PC 1424 specifically calls for an evidentiary hearing, not for a hearing to resuscitate old unsubstantiated and unresponded to allegations from the defense.
In fact, Brown made his latest ruling based on an argument he had dismissed at the previous hearing and without questioning any of the persons directly involved. DA Martin had assumed that Thistlethwaite’s allegation was ancient history and wouldn’t be reconsidered, and Thistlethwaite herself has been off the case ever since the County stopped paying her at the $30,000 mark.
So, on Wednesday, March 17, at 1:30pm, Judge Brown is scheduled to hear the DA’s latest motion to re-reconsider. Although the DA’s new motion makes it clear that the bias allegation hasn’t been explored much less proven, there’s no way to predict how Brown will rule.
All this time and expense for a handful of misdemeanors committed by a man the County should not have hired in the first place.
So far, although she’s no longer on the case, Thistlethwaite’s County-subsidized strategy of turning the tables on Vroman by alleging bias and claiming retaliation by the DA has worked quite well. Freedman remains free on bail — the charges against him haven’t even begun to move forward — and, if Brown continues to base his decisions on mere assertions by Freedman’s attorneys and Freedman’s child-like wife, Freedman stands a fair chance of getting the DA tossed again causing the case to be sent off to die in the black hole of the State Attorney General’s Office in Sacramento.
(In the courtroom, Mrs. Freedman behaves like a 13-year-old at a Saturday matinee. She can’t seem to sit still, deliberately and ostentatiously bends over the rail separating spectators from the attorneys and the judge with her ample rear end in the embaraased faces of spectators, and she’s always whispering to anybody whose attention she can get. At last report, Mrs. Freedman performed some nebulous function at North Coast Opportunities, a kind of elephant’s graveyard of a jobs program for otherwise unemployable but well-connected “liberals.” She and Mr. Freedman were double hires by the County; he went to Deadbeat Dads, she to the Health Department. Both soon bombed out of their jobs, and Mrs. Freedman went over to North Coast Opportunities where the demands on her time are flexible enough to allow her to spend much of the day in court or otherwise standing by her man. Which she does despite the Ukiah cops visiting the Freedman home to break up high decibel domestic dramas. Someone with inside pull with the County got the Freedmans their jobs. We suspect the likes of Joe Louis Wildman, Supervisors Shoemaker, Campbell and Colfax, or County Counsel Peter Klein then to the County Administrator’s Office, but we’ll probably never know. After all, this is the County whose supervisors were startled to learn in open session one day that they had 400 or so more employees than they thought they had. Supervisor Delbar asked, “Where did all these people come from?”)

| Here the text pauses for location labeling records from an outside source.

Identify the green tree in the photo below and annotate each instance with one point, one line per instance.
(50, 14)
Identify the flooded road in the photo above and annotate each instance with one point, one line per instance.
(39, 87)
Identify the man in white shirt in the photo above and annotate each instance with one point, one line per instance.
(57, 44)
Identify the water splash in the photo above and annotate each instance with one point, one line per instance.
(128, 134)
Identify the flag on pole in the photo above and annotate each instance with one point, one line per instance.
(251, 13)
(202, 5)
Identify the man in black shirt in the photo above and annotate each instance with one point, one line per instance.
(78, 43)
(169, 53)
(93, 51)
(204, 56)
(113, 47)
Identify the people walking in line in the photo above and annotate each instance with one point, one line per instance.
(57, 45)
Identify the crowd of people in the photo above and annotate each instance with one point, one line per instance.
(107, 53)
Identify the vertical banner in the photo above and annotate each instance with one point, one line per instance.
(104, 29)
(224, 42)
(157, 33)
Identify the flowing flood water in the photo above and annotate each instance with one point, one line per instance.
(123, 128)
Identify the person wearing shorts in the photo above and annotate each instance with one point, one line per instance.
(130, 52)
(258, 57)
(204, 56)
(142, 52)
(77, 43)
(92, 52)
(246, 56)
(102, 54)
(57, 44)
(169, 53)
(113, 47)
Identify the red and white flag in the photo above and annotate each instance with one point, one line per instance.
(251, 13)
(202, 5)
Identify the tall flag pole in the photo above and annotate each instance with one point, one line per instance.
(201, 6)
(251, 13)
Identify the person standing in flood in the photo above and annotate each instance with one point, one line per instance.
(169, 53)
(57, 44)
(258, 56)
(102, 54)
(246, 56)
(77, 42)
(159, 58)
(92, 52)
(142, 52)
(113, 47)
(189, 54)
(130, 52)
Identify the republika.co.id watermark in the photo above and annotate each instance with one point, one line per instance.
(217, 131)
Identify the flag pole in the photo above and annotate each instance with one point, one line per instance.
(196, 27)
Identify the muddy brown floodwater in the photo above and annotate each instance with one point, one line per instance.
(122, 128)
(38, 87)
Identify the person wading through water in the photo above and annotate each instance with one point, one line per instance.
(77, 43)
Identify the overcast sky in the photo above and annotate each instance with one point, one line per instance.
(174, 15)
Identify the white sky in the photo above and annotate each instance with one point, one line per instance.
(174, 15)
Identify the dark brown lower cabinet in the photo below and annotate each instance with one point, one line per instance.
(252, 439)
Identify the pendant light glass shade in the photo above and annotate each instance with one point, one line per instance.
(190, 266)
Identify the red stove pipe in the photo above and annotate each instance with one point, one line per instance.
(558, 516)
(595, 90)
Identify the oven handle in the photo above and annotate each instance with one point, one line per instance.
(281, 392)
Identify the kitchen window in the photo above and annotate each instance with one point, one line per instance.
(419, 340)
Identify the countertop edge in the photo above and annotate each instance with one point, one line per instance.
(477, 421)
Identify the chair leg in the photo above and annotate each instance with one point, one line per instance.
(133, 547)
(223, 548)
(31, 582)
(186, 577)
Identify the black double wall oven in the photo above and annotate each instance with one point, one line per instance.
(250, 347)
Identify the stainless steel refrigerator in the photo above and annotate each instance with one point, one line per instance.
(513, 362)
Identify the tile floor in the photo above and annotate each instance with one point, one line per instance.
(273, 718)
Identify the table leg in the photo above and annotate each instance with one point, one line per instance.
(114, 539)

Just in case Brown flip-flops again and returns the case to the DA, Mrs. Freedman has filed a sweeping Public Records Act request with the County, asking for all the records in the County Counsel’s office, the Auditor’s office and the DA’s office relating to the Freedman case. She’s obviously fishing for more allegations to throw at Vroman if Brown returns the DA’s office to hubby’s case.
Ralph Freedman is not charged with misdemeanor stupidity. He’s figured out that Mendocino County’s judicial system can easily be rolled every which way by simply going into court with unsubstantiated claims.
Since it’s impossible to overestimate the timidity, sloth and intellectual deficiencies of the County’s courts, look for Freedman to come out a big winner.